Cemetery Junction

After enjoying Felicity Jones so much in Like Crazy, I checked out her other major film performance, in 2010's Cemetery Junction, a British film that was not released stateside. Directed and written by mirth-makers Ricky Gervais and Stephen Merchant, I was surprised to find that it is not a comedy, per se, but instead an earnest coming of age story set in 1973 in a depressing part of England.

Though Cemetery Junction is based in the British miserabilist style, it has a much more colorful and bouncier attitude. It focuses on three friends just page college age: Christian Cooke, who has just landed a job selling life insurance; Tom Hughes, a factory worker who fits the classic "angry young man" portrait; and Jack Doolan, as a half-wit social misfit who can't talk to girls and has adorned himself with the world's worst tattoo. Cooke serves as our protagonist, as he wants to better himself, and is inspired by his boss (Ralph Fiennes), who made it out of the very neighborhood he lives in.

There's been all sorts of movies like this, about young guys who long to shed the dust of home towns but can't leave, while one guy makes it out (he is invariably the stand-in for the movie's writer or director).
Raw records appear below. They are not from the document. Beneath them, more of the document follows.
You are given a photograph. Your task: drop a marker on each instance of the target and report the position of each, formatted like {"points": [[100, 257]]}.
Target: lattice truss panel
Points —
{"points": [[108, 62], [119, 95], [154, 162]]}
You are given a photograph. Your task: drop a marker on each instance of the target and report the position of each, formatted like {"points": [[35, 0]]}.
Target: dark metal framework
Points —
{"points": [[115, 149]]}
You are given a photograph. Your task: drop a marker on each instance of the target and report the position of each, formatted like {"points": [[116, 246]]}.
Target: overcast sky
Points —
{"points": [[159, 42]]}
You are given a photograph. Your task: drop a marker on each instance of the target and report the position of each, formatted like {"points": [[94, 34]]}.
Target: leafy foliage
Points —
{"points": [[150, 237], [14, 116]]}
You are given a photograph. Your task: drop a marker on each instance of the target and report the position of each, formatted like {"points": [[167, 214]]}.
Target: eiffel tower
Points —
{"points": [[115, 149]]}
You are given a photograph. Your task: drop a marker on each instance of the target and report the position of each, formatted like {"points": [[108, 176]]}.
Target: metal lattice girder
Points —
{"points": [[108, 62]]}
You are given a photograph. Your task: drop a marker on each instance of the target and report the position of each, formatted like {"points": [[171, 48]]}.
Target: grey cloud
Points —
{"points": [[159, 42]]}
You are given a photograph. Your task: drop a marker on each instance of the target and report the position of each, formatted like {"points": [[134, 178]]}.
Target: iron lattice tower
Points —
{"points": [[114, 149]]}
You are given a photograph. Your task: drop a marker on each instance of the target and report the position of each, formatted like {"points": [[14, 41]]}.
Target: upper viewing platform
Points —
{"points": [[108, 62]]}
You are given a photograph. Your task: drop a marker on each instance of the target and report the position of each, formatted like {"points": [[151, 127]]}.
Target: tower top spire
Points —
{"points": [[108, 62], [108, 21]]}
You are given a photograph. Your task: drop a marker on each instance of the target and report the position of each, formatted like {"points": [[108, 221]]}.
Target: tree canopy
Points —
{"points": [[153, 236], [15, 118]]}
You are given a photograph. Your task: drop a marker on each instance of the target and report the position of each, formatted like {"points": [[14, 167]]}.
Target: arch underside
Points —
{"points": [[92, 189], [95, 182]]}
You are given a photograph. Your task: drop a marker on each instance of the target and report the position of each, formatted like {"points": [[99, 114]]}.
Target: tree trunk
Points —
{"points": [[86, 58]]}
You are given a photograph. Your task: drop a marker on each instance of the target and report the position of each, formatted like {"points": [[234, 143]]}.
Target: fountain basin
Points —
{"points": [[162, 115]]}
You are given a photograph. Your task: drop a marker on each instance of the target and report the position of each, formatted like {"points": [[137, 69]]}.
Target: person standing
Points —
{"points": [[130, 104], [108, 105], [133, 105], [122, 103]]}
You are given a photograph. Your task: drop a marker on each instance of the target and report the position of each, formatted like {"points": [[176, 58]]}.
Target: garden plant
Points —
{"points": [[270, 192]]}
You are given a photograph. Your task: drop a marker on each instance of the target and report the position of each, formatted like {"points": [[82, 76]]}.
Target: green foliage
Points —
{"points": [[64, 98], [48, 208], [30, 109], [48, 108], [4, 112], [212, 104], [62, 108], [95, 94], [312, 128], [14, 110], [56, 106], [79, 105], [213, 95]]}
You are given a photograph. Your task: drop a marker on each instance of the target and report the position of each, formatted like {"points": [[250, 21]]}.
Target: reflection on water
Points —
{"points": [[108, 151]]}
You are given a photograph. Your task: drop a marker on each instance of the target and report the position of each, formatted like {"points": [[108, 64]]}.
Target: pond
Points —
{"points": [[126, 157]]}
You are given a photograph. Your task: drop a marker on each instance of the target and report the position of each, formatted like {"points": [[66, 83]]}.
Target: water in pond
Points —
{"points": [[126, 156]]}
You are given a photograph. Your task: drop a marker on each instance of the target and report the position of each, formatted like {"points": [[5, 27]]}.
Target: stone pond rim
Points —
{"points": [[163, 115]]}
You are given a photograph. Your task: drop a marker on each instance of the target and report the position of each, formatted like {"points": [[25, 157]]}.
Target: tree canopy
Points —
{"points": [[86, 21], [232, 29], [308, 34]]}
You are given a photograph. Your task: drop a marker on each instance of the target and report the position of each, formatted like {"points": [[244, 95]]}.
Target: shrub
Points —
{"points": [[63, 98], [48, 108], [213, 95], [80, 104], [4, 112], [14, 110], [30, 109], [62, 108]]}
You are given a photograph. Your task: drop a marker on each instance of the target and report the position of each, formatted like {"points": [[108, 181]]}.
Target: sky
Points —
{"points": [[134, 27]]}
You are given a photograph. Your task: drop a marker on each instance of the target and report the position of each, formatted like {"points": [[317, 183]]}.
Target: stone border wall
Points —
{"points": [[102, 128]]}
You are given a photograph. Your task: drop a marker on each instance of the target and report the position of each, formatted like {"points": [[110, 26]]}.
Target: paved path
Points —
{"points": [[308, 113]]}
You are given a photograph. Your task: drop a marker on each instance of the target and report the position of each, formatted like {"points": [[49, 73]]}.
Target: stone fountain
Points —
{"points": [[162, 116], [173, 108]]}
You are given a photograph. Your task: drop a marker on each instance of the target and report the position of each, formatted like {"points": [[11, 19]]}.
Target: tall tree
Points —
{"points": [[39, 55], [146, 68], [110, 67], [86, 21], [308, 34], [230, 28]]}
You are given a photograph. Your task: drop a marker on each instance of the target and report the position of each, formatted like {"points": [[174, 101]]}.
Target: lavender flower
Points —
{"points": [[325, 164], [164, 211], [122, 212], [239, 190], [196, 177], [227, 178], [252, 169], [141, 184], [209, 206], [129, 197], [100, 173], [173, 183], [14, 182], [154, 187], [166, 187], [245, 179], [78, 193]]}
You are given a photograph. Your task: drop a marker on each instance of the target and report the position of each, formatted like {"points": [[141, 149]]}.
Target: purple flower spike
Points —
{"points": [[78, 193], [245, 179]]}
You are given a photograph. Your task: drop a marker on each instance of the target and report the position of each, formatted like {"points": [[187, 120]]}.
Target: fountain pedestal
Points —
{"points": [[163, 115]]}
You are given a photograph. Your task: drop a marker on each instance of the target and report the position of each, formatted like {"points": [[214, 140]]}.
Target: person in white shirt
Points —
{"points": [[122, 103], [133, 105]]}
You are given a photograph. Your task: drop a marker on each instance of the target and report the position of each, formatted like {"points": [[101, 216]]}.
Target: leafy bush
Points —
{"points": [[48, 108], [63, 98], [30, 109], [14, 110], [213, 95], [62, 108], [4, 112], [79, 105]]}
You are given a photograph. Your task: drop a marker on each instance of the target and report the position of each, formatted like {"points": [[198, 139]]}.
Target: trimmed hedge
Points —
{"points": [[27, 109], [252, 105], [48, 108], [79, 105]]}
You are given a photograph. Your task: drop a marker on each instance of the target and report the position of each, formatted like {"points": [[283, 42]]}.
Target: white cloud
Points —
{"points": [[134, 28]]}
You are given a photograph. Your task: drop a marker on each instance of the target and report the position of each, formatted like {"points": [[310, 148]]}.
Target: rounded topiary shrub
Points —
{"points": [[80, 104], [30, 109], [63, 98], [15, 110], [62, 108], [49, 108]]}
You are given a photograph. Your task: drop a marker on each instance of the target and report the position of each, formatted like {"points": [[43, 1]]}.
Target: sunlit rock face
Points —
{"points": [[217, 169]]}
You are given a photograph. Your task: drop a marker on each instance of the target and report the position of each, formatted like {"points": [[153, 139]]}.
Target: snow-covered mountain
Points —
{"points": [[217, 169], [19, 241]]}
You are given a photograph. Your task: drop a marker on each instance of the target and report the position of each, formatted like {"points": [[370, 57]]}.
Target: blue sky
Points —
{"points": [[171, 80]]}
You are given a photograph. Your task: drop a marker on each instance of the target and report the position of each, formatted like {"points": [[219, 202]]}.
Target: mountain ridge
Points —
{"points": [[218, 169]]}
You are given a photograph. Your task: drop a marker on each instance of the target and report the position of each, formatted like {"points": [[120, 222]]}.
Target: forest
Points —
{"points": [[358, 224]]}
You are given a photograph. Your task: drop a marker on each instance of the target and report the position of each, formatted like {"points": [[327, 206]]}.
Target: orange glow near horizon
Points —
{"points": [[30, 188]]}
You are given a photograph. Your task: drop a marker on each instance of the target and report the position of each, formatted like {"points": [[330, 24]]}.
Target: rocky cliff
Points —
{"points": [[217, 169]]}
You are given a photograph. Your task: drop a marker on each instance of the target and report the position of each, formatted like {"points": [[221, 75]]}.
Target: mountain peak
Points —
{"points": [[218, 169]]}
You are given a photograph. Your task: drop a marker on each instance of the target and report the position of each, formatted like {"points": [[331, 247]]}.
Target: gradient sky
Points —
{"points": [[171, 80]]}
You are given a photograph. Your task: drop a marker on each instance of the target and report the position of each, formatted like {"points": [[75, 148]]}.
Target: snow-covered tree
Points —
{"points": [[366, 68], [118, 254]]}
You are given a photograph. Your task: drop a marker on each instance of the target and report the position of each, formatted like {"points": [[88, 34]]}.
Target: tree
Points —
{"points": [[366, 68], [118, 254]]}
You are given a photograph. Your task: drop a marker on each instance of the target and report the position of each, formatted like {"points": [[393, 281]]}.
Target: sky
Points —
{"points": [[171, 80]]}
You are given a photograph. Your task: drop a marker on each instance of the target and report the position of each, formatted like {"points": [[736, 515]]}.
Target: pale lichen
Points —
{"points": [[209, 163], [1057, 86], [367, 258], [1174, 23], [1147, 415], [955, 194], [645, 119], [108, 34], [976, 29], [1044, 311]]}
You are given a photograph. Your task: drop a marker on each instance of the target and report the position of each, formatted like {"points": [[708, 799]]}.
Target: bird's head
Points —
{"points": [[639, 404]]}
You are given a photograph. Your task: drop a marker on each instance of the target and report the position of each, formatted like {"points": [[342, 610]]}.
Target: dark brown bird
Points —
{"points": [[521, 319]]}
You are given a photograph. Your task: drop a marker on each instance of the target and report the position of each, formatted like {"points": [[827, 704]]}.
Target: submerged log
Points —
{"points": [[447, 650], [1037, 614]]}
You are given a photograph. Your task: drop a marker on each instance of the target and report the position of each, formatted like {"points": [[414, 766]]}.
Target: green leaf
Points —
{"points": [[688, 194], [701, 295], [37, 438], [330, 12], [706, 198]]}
I think mostly of I Vitteloni, but there are also films like American Graffiti and Diner. Cemetery Junction is no where in their league, unfortunately, as it too simple a tale, too black and white and not enough gray. The three characters each have arcs, but they're predictable and just a bit hackneyed, especially Hughes' relationship with his father, whom of course he misunderstands until a friendly policeman sets him straight, and Doolan's flirtation with a homely waitress.

The one spark the film has is, naturally, Gervais as Cooke's blue collar dad. His dialogue, especially banter with his aged mother, is very funny and gives the film a boost. Both are casually racist but have wicked senses of humor. Cooke doesn't seem genetically or spiritually capable of springing from Gervais' loins, but that's a sin that many movies commit these days.

As for Jones, she has a small role as Fiennes' daughter. She's engaged to Fiennes' supercilious underling, Matthew Goode, and realizes, of course, that she is on the road to turning into her mother (Emily Watson), who has had any joy of life snuffed out by the domineering Fiennes. In a well-done scene, Cooke goes to the annual awards banquet for the insurance company, and realizes that a job selling insurance, though it may come with an office and a nicer house, can be just as soul-crushing as a job in a machine shop.

The film also has period music, which is kind of slapped in, but makes for some good jokes. Hughes sneers at Cooke playing Vaughn Williams on his turntable, saying he shouldn't play music by poofs. Then, he adds, "How about putting on some Elton John?"